Governor Mitt Romney said Friday that the tunnel could remain closed for weeks, until he is confident the 3-ton panels will not fall on motorists.
"And at this stage, you just have to cross your fingers that they don't come down," he said. "The people who are working in the tunnel are wearing hard hats for a reason."
Romney signed emergency legislation Friday giving him responsibility for tunnel inspections that had previously been overseen by the Massachusetts Turnpike Authority. The law, passed overwhelmingly by the Legislature late Thursday, also empowered Romney to decide when it will be safe for the public to use the tunnels.
After signing the bill, Romney met at the accident scene with federal and state investigators. The governor said he planned to speak to the Turnpike Authority's engineering and construction staff to clearly establish the lines of authority.
The National Transportation Safety Board, as well as federal and state law enforcement agencies, are overseeing investigations to determine the cause of the collapse and any potential criminal liability.

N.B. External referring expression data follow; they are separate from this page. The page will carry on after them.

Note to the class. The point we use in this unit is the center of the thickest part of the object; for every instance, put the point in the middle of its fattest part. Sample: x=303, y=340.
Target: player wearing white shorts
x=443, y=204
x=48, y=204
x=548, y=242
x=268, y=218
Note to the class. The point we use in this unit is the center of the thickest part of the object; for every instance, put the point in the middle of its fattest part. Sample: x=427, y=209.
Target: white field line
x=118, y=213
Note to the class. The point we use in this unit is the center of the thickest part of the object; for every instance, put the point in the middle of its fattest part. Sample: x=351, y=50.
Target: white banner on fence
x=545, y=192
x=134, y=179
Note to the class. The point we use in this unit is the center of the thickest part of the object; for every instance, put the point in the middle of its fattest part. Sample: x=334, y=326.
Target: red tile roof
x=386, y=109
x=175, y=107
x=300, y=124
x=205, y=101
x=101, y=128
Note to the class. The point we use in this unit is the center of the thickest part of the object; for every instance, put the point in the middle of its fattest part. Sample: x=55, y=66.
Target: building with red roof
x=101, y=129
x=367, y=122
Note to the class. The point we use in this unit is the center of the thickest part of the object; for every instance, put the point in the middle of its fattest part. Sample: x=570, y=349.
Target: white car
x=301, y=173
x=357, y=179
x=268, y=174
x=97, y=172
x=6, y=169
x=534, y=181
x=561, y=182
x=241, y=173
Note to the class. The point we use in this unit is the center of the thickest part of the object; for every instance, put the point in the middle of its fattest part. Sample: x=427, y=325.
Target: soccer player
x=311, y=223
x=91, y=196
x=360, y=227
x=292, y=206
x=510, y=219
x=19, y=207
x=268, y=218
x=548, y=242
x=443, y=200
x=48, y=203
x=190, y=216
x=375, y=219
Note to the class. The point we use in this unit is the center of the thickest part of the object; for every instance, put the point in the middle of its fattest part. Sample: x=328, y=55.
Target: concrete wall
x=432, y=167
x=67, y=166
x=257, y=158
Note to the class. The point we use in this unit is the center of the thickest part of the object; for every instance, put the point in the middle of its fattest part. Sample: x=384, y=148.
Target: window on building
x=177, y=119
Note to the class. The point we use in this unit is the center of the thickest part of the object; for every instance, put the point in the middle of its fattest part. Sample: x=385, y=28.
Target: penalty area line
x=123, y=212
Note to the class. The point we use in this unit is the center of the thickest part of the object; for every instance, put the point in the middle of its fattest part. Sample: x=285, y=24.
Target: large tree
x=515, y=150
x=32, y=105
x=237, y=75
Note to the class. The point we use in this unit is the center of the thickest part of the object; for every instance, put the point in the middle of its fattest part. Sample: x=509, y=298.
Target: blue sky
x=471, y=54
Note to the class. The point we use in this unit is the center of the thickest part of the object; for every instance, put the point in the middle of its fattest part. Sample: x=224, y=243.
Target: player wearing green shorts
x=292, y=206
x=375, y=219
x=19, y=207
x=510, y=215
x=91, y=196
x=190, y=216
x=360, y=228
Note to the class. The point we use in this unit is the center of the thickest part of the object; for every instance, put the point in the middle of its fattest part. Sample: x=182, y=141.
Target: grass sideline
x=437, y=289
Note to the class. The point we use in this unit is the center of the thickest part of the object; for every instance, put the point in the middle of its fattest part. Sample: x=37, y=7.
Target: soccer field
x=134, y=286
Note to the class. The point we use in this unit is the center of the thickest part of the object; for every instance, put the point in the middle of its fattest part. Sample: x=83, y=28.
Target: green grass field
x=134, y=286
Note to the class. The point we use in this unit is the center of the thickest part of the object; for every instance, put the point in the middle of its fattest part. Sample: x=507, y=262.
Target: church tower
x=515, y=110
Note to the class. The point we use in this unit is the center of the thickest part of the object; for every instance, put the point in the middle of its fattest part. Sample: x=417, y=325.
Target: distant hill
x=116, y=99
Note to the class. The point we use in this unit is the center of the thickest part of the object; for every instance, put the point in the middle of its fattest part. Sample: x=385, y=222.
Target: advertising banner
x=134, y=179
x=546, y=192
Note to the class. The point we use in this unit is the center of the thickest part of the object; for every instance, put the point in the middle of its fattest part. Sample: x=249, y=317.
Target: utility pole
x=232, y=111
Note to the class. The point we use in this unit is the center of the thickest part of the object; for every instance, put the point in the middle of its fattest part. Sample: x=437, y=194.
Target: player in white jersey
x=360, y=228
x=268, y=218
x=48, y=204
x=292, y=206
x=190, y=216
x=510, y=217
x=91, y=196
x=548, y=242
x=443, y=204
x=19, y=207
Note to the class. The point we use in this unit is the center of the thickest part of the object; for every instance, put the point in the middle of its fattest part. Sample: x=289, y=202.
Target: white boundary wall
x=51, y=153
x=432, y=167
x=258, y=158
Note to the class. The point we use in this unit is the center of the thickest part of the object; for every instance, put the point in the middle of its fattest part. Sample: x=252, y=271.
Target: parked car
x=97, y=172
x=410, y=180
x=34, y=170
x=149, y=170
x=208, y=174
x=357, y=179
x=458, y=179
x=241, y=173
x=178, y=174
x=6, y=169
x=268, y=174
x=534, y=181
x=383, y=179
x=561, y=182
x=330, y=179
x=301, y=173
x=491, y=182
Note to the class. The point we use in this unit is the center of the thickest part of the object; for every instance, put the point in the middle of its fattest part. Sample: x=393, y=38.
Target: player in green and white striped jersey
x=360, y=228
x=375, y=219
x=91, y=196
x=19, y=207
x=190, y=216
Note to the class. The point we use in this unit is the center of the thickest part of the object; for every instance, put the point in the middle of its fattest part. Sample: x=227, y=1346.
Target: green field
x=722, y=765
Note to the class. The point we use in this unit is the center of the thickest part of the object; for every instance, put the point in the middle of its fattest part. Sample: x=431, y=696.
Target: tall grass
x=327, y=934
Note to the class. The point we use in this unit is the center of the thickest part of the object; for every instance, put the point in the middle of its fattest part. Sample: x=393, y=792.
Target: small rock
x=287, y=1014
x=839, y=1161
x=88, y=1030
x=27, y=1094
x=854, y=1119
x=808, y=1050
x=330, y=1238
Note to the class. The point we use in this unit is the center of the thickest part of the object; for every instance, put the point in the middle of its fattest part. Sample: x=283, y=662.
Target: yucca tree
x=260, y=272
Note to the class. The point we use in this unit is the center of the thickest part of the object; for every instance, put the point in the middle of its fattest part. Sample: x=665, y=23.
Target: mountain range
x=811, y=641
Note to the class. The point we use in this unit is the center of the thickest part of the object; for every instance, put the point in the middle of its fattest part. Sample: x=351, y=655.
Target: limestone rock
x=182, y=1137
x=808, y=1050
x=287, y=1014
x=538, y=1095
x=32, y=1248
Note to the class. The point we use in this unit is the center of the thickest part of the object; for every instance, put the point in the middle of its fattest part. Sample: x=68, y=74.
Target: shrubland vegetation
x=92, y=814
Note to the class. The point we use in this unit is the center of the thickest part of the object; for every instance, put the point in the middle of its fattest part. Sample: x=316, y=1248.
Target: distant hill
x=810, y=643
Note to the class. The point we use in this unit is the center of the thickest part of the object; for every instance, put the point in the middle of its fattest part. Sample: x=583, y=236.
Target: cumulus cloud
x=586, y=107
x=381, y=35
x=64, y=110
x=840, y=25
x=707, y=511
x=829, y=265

Inspectors looking for design or construction flaws have focused on bolts that hold the ceiling panels in place and may have contributed to the accident that killed 38-year-old Milena Del Valle.

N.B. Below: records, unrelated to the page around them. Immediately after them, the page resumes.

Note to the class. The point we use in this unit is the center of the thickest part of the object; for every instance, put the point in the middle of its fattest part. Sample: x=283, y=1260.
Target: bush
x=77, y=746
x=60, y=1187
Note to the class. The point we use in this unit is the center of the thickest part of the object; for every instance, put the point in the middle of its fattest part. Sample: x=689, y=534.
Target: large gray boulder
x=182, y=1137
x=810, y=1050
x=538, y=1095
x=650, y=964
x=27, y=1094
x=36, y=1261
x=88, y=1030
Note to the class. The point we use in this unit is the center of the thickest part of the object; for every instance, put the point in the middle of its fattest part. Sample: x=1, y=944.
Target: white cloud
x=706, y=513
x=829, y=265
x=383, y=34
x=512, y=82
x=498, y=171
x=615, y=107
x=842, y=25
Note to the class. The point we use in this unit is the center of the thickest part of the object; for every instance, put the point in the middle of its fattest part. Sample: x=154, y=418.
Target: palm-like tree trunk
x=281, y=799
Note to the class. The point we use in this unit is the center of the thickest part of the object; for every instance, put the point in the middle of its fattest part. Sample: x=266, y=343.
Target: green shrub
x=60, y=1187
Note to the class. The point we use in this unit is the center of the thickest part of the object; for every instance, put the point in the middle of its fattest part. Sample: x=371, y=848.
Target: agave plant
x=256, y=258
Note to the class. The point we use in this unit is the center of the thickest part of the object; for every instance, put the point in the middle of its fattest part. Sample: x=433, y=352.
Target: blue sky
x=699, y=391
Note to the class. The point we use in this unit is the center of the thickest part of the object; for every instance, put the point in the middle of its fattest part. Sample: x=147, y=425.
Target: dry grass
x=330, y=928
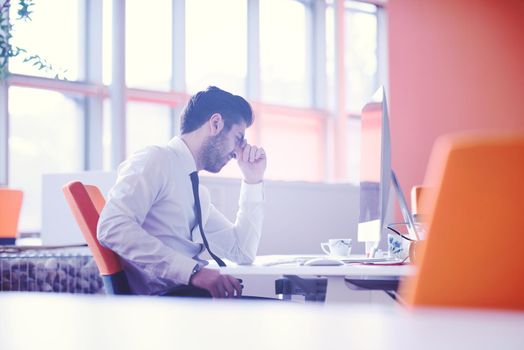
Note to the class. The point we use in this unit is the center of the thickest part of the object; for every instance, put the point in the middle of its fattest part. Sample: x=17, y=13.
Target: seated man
x=157, y=222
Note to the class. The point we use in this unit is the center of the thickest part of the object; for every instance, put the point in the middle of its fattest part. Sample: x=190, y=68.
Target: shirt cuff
x=252, y=192
x=180, y=269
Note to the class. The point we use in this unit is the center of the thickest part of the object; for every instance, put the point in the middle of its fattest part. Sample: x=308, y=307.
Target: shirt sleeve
x=238, y=241
x=140, y=181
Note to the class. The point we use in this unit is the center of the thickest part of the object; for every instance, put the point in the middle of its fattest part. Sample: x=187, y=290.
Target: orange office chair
x=10, y=206
x=472, y=256
x=86, y=203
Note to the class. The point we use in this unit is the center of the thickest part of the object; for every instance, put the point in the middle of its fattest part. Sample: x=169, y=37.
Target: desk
x=41, y=321
x=337, y=289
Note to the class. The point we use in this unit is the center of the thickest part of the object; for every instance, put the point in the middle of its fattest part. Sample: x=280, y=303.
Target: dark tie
x=198, y=215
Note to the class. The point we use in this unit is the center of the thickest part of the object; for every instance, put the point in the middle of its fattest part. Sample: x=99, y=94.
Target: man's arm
x=139, y=182
x=239, y=241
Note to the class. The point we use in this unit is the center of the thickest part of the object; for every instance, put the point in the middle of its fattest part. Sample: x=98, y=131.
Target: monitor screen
x=375, y=170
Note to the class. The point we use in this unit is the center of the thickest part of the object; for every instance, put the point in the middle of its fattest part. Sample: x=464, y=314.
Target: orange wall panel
x=454, y=65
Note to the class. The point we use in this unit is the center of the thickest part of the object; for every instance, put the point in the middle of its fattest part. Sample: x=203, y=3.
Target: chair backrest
x=86, y=203
x=10, y=206
x=472, y=256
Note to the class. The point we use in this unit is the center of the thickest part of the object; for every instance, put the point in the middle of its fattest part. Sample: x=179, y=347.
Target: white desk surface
x=41, y=321
x=294, y=268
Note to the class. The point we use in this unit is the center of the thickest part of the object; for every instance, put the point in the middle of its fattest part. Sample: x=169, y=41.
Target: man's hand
x=219, y=286
x=252, y=162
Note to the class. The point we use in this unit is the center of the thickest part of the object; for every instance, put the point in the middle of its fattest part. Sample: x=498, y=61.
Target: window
x=148, y=44
x=59, y=42
x=283, y=53
x=65, y=125
x=294, y=146
x=361, y=47
x=216, y=46
x=147, y=124
x=45, y=136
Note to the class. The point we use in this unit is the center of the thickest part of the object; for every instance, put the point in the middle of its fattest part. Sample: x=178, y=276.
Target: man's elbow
x=246, y=259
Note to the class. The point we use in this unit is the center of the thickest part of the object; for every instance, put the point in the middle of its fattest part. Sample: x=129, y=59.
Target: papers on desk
x=272, y=260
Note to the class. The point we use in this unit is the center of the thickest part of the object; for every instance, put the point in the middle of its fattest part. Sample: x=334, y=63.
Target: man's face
x=218, y=150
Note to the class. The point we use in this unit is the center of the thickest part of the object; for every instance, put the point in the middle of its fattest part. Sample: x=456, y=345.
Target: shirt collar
x=182, y=151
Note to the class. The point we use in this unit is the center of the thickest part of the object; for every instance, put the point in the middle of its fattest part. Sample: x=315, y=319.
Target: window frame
x=334, y=135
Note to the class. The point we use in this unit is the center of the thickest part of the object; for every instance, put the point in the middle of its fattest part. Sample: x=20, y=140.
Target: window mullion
x=4, y=133
x=178, y=78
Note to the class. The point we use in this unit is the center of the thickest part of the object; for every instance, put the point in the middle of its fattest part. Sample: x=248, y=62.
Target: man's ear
x=216, y=124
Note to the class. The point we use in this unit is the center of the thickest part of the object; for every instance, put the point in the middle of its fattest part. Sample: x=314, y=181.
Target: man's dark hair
x=234, y=109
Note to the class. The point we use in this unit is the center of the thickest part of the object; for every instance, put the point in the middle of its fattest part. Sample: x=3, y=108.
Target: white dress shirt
x=149, y=220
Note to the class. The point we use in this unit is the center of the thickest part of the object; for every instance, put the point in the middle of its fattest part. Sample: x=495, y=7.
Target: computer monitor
x=375, y=171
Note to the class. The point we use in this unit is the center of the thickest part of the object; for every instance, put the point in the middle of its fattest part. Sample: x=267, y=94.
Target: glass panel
x=107, y=33
x=216, y=47
x=231, y=169
x=54, y=33
x=283, y=53
x=361, y=58
x=295, y=147
x=45, y=136
x=147, y=124
x=148, y=44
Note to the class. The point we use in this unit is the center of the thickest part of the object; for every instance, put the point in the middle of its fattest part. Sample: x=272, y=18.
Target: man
x=151, y=219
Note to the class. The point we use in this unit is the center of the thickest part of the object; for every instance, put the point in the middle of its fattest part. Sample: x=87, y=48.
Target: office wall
x=454, y=65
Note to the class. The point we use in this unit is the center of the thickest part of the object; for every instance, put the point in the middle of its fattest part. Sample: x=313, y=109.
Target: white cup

On Friday, Romney put the total number of potential problems in the tunnel where the fatality occurred at 84. He said two adjoining sections of the tunnel, as well as traffic ramps, had another 278 possible defects.
In addition, the governor said, there were 401 potential trouble spots in neighboring tunnels, but none was especially worrisome because those tunnels have different designs with greater redundancy. The ceiling panels in those tunnels are also much lighter than the 3-ton concrete panel that fell Monday night.
The governor said it was impossible to speculate when the tunnel would reopen.
"If miraculously every bolt was found to be in perfect shape, and everything was doing fine, why, it could be done very quickly," Romney said. "If, on the other hand, we find that there are problems throughout the system, ... it's probably a matter of weeks, not days."
The trouble spots are part of the city's so-called "Big Dig" project that rerouted Interstate 93 underground through the downtown area, eliminating an old overhead highway, and extended the Massachusetts Turnpike to Logan via a new harbor tunnel.
The 3-ton ceiling panels that collapsed were part of a false ceiling used to improve ventilation in the tunnel, as well as to protect the structure in case of fire or other catastrophe.
Attorney General Tom Reilly, who is spearheading the state criminal investigation, has said that both the contractor, Modern Continental Construction Co., and the project overseer, Bechtel/Parsons Brinckerhoff, were told in 1999 that five initial ceiling bolts had broken free during testing. He questioned whether a prescribed fix had been made.
In a statement, Bechtel/Parsons Brinckerhoff defended the construction technique.
"Supporting concrete ceiling panels by anchoring bolts to the roof with epoxy adhesive is widely and successfully used throughout the construction industry," the company said.